In this assignment, you will use Google Earth Engine via Python to implement multi-class land cover classification. You will hand-label Landsat 8 satellite images which you will then use to train a random forest model. Along the way, you will consider practical remote sensing issues like cloud cover, class imbalances, and feature selection.

Submit a single Jupyter Notebook containing code, narrative text, visualizations, and answers to each question. Please also upload your classification results as a GeoTIFF and your accuracy assessment as a CSV file.

**Disclaimer:** I consulted the following AI tool to revise codes and answer questions for this project.

- DeepSeek. (n.d.). DeepSeek artificial intelligence system. Retrieved from https://www.deepseek.com

**Note:** the output interactive geemap cannot be visualized on GitHub because the 'state' key is missing from 'metadata.widgets'. Although the notebook is 'invalid' on github, we can use it in Colab.

## 1. Setup

`geemap` has many [tutorials](https://geemap.org/tutorials/#geemap-tutorials) available. This notebook specificlly referenced the [#32 Machine Learning with Earth Engine - Supervised Classification](https://geemap.org/notebooks/32_supervised_classification/) and the video is available [here](https://www.youtube.com/watch?v=qWaEfgWi21o)

In [79]:
# Import required libraries
import ee
import geemap
import ipywidgets as widgets
from IPython.display import display
import leafmap

import rasterio
import matplotlib.pyplot as plt
import numpy as np

import geopandas as gpd

Google Earth Engine requires authentication before usage. Instruction can be found [here](https://developers.google.com/earth-engine/guides/auth). The project is a google cloud project set up in the google cloud account. There is also a notebook autheticator [here](https://code.earthengine.google.com/client-auth?scopes=https%3A//www.googleapis.com/auth/earthengine%20https%3A//www.googleapis.com/auth/cloud-platform%20https%3A//www.googleapis.com/auth/devstorage.full_control&request_id=jHMQOVzUM-B-pUwoeKSCPjAqmuPK90lbh-Z2xFjR55o&tc=n8BD6km8I2vhYIau8ww5Hrztwrd5Wulp0qdijy5YqII&cc=Yusop5Cp9Vxq3z_wUl9rzbY_q2YP5o1JUMM4lyLIvJs).

In [5]:
ee.Authenticate()
ee.Initialize(project='ee-musa-remote-sensing')

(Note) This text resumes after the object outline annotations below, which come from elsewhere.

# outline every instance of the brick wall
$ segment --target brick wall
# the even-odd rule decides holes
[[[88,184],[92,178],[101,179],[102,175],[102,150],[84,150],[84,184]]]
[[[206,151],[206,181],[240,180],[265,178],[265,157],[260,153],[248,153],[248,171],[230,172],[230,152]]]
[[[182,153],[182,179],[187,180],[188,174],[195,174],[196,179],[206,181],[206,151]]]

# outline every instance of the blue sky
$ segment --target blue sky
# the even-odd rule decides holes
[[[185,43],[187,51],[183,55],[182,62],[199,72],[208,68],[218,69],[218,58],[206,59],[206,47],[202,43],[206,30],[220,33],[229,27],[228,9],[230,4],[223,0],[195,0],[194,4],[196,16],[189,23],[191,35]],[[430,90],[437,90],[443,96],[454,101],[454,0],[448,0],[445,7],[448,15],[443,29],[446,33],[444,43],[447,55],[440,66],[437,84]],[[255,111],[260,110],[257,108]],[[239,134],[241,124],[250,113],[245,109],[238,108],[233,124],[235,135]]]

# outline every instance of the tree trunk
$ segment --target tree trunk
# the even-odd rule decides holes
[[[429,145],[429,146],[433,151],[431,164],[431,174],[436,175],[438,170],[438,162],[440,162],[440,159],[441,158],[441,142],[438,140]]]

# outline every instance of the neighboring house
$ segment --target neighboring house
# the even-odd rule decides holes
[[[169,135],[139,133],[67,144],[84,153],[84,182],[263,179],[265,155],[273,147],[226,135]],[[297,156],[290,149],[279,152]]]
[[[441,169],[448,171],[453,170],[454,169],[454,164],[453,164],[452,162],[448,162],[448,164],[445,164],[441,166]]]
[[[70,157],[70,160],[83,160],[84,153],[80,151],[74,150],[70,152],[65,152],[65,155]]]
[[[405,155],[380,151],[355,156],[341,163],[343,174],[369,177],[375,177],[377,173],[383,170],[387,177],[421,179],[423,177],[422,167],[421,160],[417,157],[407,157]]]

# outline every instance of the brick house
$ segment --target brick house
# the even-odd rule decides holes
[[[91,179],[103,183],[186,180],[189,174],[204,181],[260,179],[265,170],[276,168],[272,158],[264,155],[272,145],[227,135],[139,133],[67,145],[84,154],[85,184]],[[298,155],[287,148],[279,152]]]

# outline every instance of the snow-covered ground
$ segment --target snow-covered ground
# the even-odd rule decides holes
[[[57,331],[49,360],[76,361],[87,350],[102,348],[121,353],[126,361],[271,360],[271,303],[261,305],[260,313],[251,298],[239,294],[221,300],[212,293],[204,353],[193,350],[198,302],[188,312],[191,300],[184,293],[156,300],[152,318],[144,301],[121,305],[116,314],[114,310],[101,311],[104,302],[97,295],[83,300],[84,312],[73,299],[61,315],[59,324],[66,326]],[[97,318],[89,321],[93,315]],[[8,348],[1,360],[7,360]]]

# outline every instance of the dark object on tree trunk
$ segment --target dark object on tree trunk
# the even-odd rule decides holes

Create an interactive map. There are multriple base map available.  

In [None]:
import os

os.environ["ROADMAP"] = 'https://mt1.google.com/vt/lyrs=m&x={x}&y={y}&z={z}'
os.environ["SATELLITE"] = 'https://mt1.google.com/vt/lyrs=s&x={x}&y={y}&z={z}'
os.environ["TERRAIN"] = 'https://mt1.google.com/vt/lyrs=p&x={x}&y={y}&z={z}'
os.environ["HYBRID"] = 'https://mt1.google.com/vt/lyrs=y&x={x}&y={y}&z={z}'

Map = geemap.Map()
Map.add_basemap("ROADMAP")
Map

## 2. Data Collection and Feature Engineering

### 2.1 Collecting and Labeling Training Data

Using the [interactive `geemap` intereface](https://www.youtube.com/watch?v=VWh5PxXPZw0) or another approach (e.g., QGIS, ArcGIS, a GeoJSON file, etc.), create at least 100 samples (points or polygons) for each of the following four classes: urban, bare, water, and vegetation. (Again, we encourage you to work in pairs or groups of three to generate these hand labels.) Use visual cues and manual inspection to ensure that the samples are accurate. Assign each class a unique label (e.g., 0 for urban, 1 for bare, 2 for water, and 3 for vegetation) and merge the labeled samples into a single dataset. You are free to propose any labels you like, as long as 1) you include at least 4 classes, and 2) you justify why they are appropriate for a remote sensing task (for example, including a label for ice cream shops wouldn't make sense, because those can't be detected from aerial imagery).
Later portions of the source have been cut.